Local authorities receive a special housing benefit subsidy directly from the government for people in temporary accommodation. This includes a weekly benefit payment based on the “normal” housing benefit plus a management subsidy of 40 pounds (about $58) a week, to contribute to the local authority’s costs in managing that tenancy.

Armed with this money, authorities then have to find landlords with properties they are willing to let, for the funds available. This is particularly tricky, because the weekly benefit payment for temporary accommodation has been frozen since January 2011. So as private sector rents continue to climb, local authorities are increasingly unable to find accommodation that comes within budget.

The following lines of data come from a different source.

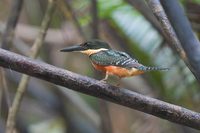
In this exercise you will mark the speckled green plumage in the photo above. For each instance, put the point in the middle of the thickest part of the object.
(121, 59)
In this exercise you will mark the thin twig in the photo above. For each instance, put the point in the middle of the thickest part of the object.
(24, 80)
(183, 29)
(170, 34)
(11, 24)
(99, 89)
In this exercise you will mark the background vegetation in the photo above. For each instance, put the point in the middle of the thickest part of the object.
(49, 108)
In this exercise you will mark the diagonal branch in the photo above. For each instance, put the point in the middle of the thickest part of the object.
(99, 89)
(172, 39)
(25, 78)
(183, 29)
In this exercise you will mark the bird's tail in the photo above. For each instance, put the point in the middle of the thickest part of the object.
(147, 68)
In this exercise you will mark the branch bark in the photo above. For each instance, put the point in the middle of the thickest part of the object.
(170, 34)
(99, 89)
(25, 78)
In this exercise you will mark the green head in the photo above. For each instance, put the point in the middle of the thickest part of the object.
(88, 47)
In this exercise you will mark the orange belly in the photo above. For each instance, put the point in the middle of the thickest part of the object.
(118, 71)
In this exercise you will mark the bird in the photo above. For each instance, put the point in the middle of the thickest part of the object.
(111, 62)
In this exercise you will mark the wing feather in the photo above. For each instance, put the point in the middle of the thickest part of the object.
(114, 58)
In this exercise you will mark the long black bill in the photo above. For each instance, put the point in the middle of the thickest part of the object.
(72, 48)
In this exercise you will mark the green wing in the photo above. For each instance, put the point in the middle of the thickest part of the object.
(114, 58)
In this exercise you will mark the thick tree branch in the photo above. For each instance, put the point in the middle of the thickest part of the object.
(183, 29)
(25, 78)
(99, 89)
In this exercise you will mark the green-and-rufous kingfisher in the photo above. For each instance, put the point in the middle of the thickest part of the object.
(110, 61)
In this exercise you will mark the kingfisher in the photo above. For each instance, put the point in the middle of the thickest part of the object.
(111, 62)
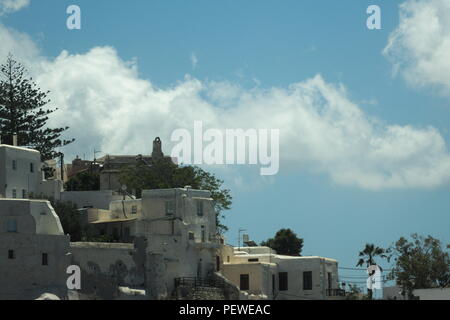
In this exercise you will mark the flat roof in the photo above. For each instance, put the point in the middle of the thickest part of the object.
(112, 220)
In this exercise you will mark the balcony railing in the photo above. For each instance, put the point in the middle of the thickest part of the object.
(335, 293)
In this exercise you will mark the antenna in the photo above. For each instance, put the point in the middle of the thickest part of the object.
(95, 154)
(239, 238)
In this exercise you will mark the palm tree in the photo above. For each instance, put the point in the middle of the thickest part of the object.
(367, 256)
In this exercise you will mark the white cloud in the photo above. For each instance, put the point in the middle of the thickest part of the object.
(108, 107)
(420, 46)
(194, 60)
(10, 6)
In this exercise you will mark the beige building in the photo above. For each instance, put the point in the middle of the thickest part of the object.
(263, 274)
(34, 250)
(21, 175)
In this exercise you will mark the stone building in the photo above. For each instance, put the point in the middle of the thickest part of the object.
(21, 175)
(34, 252)
(177, 224)
(263, 274)
(111, 165)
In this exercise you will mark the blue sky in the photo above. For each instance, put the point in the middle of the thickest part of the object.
(267, 44)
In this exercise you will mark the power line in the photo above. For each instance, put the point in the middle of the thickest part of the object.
(360, 269)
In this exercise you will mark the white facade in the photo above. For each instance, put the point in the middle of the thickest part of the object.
(34, 252)
(21, 175)
(261, 272)
(432, 294)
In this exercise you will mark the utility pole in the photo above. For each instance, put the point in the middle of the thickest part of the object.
(239, 238)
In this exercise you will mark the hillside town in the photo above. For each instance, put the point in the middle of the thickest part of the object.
(166, 243)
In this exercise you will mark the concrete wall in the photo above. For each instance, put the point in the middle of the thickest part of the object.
(169, 235)
(106, 266)
(433, 294)
(94, 199)
(261, 266)
(21, 178)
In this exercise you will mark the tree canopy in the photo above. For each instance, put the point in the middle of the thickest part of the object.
(23, 112)
(420, 263)
(162, 174)
(285, 242)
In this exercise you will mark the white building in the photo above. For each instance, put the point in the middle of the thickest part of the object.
(178, 224)
(263, 274)
(34, 252)
(21, 175)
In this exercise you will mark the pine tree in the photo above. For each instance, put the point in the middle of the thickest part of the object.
(23, 112)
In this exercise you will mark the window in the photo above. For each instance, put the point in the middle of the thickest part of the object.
(330, 281)
(203, 234)
(282, 281)
(12, 226)
(45, 259)
(307, 280)
(170, 207)
(200, 208)
(244, 283)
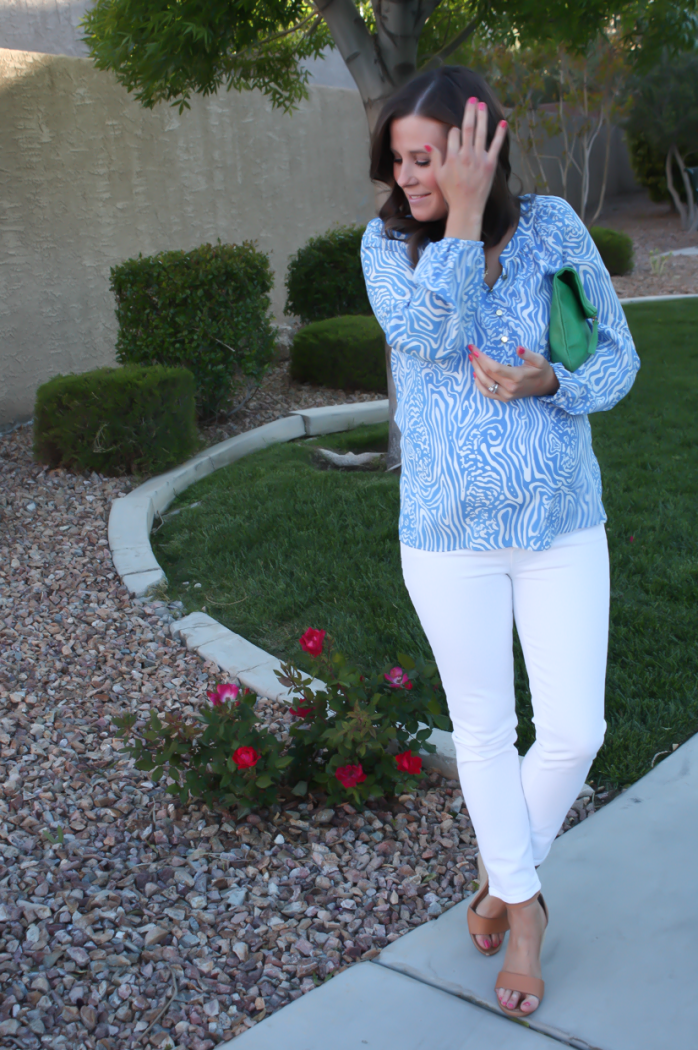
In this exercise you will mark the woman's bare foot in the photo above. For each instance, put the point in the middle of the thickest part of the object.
(490, 907)
(527, 923)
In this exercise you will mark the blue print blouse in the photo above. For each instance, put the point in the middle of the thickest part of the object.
(480, 474)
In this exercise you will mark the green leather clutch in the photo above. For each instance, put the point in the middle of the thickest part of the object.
(571, 339)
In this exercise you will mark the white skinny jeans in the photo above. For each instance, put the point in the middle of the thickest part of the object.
(559, 599)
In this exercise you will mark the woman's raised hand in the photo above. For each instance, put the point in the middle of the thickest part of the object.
(465, 173)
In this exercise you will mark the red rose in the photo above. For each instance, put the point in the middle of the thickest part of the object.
(398, 678)
(245, 758)
(224, 693)
(312, 642)
(408, 763)
(350, 776)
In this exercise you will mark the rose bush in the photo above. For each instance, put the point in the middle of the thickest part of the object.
(352, 737)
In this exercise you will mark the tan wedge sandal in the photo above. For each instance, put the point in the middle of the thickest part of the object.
(521, 982)
(480, 925)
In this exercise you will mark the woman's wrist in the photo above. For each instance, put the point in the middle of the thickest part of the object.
(551, 384)
(463, 225)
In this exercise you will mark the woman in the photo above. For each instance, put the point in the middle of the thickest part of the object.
(501, 515)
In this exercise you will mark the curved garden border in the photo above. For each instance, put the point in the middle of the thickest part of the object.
(131, 519)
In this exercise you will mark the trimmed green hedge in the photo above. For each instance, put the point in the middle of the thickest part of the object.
(206, 310)
(343, 353)
(324, 277)
(615, 248)
(132, 420)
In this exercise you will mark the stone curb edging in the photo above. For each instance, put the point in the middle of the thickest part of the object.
(658, 298)
(131, 520)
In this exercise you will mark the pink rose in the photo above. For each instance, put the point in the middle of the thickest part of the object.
(245, 758)
(398, 678)
(223, 693)
(350, 776)
(312, 642)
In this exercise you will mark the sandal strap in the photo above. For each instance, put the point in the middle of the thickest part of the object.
(522, 983)
(481, 925)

In the past, local authorities could negotiate for properties on long leases, pushing down the overall cost. Now suppliers are recognizing local authorities are quite desperate to move households out of B&Bs as the six-week limit approaches, and are beginning to charge much higher nightly rates. Which are often well above the housing benefit subsidy.

This is major business in London. In 2014, expenditure on temporary accommodation reached over 663 million pounds (about $957 million). A quarter of that cost was met by local authorities themselves, topping up the shortfall between the housing benefit subsidy and the rents being charged. The “management fee” component is also being used to meet rent costs, with around 170 million pounds (about $245.4 million) of temporary accommodation costs being met by local authorities themselves.

But of course, knowing more about the costs of temporary accommodation in London does not make it any less miserable for families waiting—often for years—to be offered a house they can afford to live in. It does however question the supposed savings being delivered by housing benefit cuts. Cutting housing benefit subsidy has not contained the cost of temporary accommodation. It has simply shifted the unmet cost from central to local government.